わたくしは何もしてあげられなかった……あんなにいい子なのに、でも、何もしてあげられなかった。一つのおとぎ話も、ひと時の夢でさえ、病魔の手からあの子を救ってあげられなかった……
しかしそれは希望でもあるさ。
え……?
あんたが何で悩んでいるかは知らねぇが、俺にとっておとぎ話も夢もいいもんだと思ってる。
いいものは常に人々を前へ進ませ、希望を作ってくれる。こんなクソみたいな環境だからこそ、美しいものへの憧れを保つ必要があると俺は思う。

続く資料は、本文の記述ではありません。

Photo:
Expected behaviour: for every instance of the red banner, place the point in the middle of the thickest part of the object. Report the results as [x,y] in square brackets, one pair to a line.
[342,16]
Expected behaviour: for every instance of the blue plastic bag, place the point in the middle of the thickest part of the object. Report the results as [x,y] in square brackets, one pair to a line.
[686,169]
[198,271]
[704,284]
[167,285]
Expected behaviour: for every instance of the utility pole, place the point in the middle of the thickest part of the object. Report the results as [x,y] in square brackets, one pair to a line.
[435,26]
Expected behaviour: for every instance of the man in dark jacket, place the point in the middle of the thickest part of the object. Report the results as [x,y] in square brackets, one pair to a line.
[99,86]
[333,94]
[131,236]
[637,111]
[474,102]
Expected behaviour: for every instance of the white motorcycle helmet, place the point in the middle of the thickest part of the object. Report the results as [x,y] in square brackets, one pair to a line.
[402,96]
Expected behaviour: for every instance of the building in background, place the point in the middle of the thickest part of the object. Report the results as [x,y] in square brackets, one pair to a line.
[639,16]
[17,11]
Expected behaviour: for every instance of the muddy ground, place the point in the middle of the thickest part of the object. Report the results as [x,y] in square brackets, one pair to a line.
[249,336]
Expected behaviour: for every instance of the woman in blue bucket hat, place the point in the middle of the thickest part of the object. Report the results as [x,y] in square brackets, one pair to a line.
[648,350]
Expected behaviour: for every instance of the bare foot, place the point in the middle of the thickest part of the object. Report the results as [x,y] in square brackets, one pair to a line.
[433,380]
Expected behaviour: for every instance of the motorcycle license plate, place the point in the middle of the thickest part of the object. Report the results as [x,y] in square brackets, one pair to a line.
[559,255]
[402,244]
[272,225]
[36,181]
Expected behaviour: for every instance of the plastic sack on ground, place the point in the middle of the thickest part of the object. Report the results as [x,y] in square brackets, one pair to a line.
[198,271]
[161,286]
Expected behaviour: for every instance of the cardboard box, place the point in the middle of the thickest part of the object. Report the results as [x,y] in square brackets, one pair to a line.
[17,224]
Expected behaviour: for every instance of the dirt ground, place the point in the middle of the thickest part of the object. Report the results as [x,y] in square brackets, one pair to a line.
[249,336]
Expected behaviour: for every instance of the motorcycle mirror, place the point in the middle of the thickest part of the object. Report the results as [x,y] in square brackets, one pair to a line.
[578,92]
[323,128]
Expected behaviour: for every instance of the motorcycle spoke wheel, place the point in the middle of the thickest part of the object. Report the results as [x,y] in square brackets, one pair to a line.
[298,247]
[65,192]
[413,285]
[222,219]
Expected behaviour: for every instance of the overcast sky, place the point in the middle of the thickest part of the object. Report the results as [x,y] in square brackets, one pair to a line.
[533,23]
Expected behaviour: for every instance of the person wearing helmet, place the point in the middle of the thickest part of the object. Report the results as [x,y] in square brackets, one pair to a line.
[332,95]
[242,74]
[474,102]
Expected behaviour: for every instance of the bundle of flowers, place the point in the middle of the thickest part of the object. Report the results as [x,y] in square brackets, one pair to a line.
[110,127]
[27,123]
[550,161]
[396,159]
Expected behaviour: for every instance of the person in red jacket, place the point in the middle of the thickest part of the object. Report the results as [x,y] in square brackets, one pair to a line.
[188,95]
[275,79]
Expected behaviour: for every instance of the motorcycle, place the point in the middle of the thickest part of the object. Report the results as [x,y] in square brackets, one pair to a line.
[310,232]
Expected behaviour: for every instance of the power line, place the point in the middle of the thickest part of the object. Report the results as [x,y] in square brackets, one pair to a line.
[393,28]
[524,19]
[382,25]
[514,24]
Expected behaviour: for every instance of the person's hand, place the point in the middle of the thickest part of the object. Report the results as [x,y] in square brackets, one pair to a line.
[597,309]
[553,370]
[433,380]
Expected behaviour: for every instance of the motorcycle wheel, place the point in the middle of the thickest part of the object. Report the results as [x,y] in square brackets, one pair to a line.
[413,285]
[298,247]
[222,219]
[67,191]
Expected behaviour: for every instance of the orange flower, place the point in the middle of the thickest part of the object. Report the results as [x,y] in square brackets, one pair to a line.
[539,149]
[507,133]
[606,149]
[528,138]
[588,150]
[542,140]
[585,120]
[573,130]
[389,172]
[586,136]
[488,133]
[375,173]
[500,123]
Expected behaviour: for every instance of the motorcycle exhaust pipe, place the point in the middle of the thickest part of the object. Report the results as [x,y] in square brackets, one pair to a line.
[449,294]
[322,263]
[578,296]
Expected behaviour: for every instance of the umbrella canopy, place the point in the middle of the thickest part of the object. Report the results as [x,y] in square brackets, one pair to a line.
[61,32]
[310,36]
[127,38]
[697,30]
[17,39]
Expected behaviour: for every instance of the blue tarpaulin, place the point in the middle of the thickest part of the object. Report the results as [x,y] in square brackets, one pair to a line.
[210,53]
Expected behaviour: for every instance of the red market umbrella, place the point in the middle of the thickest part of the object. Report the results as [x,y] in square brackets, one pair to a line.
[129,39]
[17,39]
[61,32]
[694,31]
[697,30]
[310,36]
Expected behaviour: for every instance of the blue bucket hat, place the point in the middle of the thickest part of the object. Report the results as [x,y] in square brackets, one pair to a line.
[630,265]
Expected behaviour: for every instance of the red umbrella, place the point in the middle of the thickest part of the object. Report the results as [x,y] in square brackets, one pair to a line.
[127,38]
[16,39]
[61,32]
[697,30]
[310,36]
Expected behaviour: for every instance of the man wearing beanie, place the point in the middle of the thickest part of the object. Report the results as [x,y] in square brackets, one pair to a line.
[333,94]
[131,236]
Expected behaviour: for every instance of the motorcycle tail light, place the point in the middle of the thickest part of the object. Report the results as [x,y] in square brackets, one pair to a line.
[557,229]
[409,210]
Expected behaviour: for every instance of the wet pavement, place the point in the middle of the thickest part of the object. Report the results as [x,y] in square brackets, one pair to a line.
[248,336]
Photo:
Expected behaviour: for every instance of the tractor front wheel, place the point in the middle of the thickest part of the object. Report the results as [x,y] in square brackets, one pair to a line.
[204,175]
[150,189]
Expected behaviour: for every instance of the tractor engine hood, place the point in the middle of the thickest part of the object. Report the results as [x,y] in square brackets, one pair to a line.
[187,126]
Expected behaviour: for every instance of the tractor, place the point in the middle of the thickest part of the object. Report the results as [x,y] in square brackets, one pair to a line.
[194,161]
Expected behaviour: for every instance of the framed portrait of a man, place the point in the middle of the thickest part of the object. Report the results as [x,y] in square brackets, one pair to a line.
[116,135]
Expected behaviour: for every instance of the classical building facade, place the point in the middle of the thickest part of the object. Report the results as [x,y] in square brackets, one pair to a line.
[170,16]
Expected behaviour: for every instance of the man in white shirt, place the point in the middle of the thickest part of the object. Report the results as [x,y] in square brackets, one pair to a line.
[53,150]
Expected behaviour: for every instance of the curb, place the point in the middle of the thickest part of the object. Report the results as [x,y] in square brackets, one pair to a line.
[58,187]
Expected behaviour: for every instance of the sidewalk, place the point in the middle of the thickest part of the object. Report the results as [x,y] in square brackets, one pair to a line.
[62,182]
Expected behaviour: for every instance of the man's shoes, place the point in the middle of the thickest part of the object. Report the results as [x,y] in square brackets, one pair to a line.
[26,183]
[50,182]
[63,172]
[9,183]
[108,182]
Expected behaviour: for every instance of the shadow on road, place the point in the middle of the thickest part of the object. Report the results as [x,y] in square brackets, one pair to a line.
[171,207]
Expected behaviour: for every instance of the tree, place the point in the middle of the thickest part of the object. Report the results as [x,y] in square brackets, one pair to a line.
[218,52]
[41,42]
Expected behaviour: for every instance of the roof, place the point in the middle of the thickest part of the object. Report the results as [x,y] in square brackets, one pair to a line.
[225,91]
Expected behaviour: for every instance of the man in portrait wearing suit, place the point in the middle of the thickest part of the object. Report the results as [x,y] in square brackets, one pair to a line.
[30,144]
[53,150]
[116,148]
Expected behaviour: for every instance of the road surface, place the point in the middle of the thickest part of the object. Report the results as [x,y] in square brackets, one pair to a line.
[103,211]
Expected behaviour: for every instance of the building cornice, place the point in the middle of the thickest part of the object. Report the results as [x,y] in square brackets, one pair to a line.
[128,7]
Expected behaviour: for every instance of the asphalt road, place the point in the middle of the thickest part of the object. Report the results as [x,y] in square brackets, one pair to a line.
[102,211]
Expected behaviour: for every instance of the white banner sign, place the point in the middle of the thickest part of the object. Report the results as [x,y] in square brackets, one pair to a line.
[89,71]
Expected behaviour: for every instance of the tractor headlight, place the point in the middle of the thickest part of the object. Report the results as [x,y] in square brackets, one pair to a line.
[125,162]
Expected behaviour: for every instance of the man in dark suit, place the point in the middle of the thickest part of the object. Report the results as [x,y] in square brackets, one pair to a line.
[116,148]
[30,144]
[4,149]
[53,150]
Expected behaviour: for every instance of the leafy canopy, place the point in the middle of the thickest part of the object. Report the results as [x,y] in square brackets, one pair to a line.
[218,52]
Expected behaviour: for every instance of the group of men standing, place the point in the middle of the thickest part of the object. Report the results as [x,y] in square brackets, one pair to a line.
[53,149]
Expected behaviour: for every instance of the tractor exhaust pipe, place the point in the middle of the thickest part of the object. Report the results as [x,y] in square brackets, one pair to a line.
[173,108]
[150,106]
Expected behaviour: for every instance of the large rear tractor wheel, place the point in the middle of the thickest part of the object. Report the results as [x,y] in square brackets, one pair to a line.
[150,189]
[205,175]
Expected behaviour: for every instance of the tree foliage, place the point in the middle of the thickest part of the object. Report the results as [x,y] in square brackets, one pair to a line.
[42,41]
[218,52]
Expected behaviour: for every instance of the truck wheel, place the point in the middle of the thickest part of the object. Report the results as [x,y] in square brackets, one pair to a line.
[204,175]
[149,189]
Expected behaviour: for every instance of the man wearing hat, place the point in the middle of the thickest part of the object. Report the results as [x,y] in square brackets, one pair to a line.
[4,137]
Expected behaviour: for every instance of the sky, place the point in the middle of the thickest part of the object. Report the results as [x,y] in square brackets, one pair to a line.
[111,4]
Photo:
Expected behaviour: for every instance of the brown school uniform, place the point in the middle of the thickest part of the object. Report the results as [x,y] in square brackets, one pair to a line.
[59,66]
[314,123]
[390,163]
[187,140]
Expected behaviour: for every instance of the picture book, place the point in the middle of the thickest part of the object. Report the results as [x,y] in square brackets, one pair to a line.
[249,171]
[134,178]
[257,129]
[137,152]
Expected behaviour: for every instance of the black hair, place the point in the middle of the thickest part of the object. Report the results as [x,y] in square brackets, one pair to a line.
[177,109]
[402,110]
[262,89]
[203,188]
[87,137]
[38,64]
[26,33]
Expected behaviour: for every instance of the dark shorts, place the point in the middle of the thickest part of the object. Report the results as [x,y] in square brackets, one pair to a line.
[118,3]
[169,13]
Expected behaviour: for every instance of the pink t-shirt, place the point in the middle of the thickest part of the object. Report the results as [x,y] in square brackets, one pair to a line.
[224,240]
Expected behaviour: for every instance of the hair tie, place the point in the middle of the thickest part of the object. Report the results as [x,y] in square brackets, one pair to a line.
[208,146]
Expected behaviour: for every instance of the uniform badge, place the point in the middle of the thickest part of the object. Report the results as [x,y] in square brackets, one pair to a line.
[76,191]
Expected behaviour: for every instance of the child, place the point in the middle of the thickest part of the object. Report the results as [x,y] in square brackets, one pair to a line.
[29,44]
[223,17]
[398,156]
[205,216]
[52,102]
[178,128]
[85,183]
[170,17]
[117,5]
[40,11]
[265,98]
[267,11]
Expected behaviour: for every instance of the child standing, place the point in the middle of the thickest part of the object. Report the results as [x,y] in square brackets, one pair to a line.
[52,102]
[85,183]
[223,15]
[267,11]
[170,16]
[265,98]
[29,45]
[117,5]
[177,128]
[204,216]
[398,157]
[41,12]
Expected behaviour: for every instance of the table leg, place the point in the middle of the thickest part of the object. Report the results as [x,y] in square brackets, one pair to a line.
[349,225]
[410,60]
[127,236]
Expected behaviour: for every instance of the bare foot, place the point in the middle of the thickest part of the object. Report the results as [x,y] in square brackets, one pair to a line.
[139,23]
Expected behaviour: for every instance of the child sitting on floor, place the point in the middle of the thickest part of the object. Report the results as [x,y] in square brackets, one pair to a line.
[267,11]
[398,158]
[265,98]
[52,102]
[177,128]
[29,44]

だがその前に何がいいのかを知る必要があるけどな、それで俺たちは前へ進められるんだ、違うか?
……ではあなたはどうなの?おとぎ話を信じてますの?
俺はおとぎ話よりも理想的なものを信じてるだけさ。もしそれすらも童話だと言うのなら、信じてるって言えるな。
まあそんな思いつめるな。元から彼らにやれることなんて微々たるものなんだから。
そうだ、そういえば人を探しているとか言ってたよな……
……なんですの?
もし手がかりが尽きたんだったら、メイベルって人なら俺知ってるぜ。
元ヴィクトリア人で、二十歳、ブラウンの髪の毛に、緑色の瞳、手は器用だけどハンドメイドは好きじゃない、機械の部品をいっつもイジッてたこともな。
それに……アンタの供述と全部合致してる。
――!そんなに合致してるのなら、もはや偶然ではないわね!
彼女は今どこにいるの!どこにいるのか教えてちょうだい!
そうだな。俺も考えれば考えるほどそう思うよ。
ただ、アンタの探し人が本当に彼女なんだったら、ちょっと遅かったかもな。
どういう意味ですの?
俺からじゃあんまり多くは言えないな。
ただ……彼女に会いに行ってみるといいよ。